To minimize the long-term impact of fluctuating interest rates on net interest income,
Intermountain promotes a loan pricing policy of utilizing variable interest rate structures that
associates loan rates to Intermountains internal cost of funds and to the nationally recognized
prime lending rate. This approach historically has contributed to a consistent interest rate spread
and reduces pressure from borrowers to renegotiate loan terms during periods of falling interest
rates. Intermountain currently maintains over fifty percent of its loan portfolio in variable
interest rate assets.
Additionally, the extent to which borrowers prepay loans is affected by prevailing interest
rates. When interest rates increase, borrowers are less likely to prepay loans. When interest rates
decrease, borrowers are more likely to prepay loans. Prepayments may affect the levels of loans
retained in an institutions portfolio, as well as its net interest income. Intermountain maintains
an asset and liability management program intended to manage net interest income through interest
rate cycles and to protect its income by controlling its exposure to changing interest rates.
On the liability side, Intermountain seeks to manage its interest rate risk exposure by
maintaining a relatively high percentage of non-interest bearing demand deposits, interest-bearing
demand deposits and money market accounts. These instruments tend to lag changes in market rates
and may afford the bank more protection in changing interest rate environments. The Bank also
utilizes various deposit pricing strategies and other borrowing sources to manage its rate risk.

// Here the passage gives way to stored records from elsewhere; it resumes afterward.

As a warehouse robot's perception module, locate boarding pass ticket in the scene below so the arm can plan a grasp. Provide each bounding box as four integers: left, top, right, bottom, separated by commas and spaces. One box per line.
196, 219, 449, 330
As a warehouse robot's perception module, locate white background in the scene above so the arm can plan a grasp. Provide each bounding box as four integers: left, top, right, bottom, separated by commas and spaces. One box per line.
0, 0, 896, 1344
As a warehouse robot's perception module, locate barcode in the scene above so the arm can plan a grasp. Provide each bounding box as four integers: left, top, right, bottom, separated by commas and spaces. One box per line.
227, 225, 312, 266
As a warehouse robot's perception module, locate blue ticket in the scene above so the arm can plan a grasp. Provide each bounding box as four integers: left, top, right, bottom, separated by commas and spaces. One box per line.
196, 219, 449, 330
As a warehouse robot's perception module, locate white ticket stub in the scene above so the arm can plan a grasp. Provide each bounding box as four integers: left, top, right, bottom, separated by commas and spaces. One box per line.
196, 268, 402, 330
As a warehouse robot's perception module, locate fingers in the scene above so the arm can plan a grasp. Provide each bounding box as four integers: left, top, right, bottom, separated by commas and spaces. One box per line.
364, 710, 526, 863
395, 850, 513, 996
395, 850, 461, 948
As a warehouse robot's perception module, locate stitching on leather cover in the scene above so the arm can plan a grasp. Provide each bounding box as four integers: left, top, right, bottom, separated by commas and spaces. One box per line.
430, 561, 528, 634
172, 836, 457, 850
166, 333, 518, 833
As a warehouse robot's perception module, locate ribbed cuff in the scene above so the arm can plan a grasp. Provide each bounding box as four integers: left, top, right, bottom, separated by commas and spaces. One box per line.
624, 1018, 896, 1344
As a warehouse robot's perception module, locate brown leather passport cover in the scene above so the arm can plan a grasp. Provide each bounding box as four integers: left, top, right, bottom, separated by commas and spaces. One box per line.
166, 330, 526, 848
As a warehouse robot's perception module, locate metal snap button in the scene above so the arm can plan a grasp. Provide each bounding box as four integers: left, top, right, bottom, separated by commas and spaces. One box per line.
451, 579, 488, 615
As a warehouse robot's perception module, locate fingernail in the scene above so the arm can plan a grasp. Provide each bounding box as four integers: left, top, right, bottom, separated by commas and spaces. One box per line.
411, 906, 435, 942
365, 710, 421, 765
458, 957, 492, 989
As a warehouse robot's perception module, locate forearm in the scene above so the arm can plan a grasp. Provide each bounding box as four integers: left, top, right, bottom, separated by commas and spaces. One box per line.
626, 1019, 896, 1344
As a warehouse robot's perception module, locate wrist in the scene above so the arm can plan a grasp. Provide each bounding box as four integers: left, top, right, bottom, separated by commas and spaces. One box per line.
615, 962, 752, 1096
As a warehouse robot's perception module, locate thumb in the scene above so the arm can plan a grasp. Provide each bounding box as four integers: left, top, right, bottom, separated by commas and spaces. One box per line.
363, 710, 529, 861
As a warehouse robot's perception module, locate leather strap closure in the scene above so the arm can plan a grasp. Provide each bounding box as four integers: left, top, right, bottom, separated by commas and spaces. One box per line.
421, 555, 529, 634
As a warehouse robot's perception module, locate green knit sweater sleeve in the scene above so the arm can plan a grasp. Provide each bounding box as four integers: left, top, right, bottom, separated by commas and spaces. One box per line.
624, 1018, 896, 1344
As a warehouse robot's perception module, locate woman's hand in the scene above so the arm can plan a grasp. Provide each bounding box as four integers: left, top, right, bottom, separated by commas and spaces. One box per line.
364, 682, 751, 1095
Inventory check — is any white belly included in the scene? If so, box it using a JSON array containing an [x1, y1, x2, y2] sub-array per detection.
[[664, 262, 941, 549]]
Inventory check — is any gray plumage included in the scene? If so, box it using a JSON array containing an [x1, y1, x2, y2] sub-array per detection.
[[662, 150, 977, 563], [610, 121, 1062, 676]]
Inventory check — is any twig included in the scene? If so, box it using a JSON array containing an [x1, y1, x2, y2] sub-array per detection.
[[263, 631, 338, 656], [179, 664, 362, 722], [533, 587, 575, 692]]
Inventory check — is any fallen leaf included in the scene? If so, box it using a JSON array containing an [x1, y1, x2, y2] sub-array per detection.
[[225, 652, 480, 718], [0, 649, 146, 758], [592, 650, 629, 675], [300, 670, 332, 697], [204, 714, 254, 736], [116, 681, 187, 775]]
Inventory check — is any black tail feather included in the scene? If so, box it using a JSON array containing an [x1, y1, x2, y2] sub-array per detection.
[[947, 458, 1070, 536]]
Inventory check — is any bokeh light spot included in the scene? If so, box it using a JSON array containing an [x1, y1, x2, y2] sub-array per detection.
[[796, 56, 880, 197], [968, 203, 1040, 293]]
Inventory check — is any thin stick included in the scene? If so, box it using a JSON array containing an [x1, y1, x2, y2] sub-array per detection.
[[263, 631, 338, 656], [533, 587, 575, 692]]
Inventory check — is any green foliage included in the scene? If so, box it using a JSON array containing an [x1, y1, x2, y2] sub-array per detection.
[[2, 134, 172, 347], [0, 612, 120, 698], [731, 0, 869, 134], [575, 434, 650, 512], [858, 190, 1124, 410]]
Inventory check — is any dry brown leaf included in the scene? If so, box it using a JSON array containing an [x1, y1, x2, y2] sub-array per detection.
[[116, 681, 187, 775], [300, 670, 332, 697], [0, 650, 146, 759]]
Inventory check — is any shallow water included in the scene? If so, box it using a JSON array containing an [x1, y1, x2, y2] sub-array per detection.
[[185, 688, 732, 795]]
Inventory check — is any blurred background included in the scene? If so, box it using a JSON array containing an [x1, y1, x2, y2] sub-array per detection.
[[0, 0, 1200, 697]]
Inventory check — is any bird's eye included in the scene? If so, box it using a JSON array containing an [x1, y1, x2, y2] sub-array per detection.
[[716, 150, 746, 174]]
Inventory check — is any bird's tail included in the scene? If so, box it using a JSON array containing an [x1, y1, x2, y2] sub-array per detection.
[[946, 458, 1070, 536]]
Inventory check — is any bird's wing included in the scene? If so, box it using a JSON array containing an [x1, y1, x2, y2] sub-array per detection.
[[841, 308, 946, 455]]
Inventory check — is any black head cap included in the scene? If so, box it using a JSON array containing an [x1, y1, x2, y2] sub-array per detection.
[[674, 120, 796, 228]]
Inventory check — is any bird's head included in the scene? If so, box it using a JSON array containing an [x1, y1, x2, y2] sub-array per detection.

As discussed above, Intermountain uses a simulation model designed to measure the sensitivity
of net interest income and net income to changes in interest rates. This simulation model is
designed to enable Intermountain to generate a forecast of net interest income and net income given
various interest rate forecasts and alternative strategies. The model is also designed to measure
the anticipated impact that prepayment risk, basis risk, customer maturity preferences, volumes of
new business and changes in the relationship between long-term and short-term interest rates have
on the performance of Intermountain. The results of the current modeling are within guidelines
established by the company and reflect marginal performance improvement in the case of a rising
rate environment, and a slight negative impact in a falling rate
19
environment. Given its current asset-sensitivity, Intermountain has implemented certain
actions to protect the companys financial performance in a period of falling market interest
rates, including extending its investment portfolio duration and promoting more fixed-rate loans.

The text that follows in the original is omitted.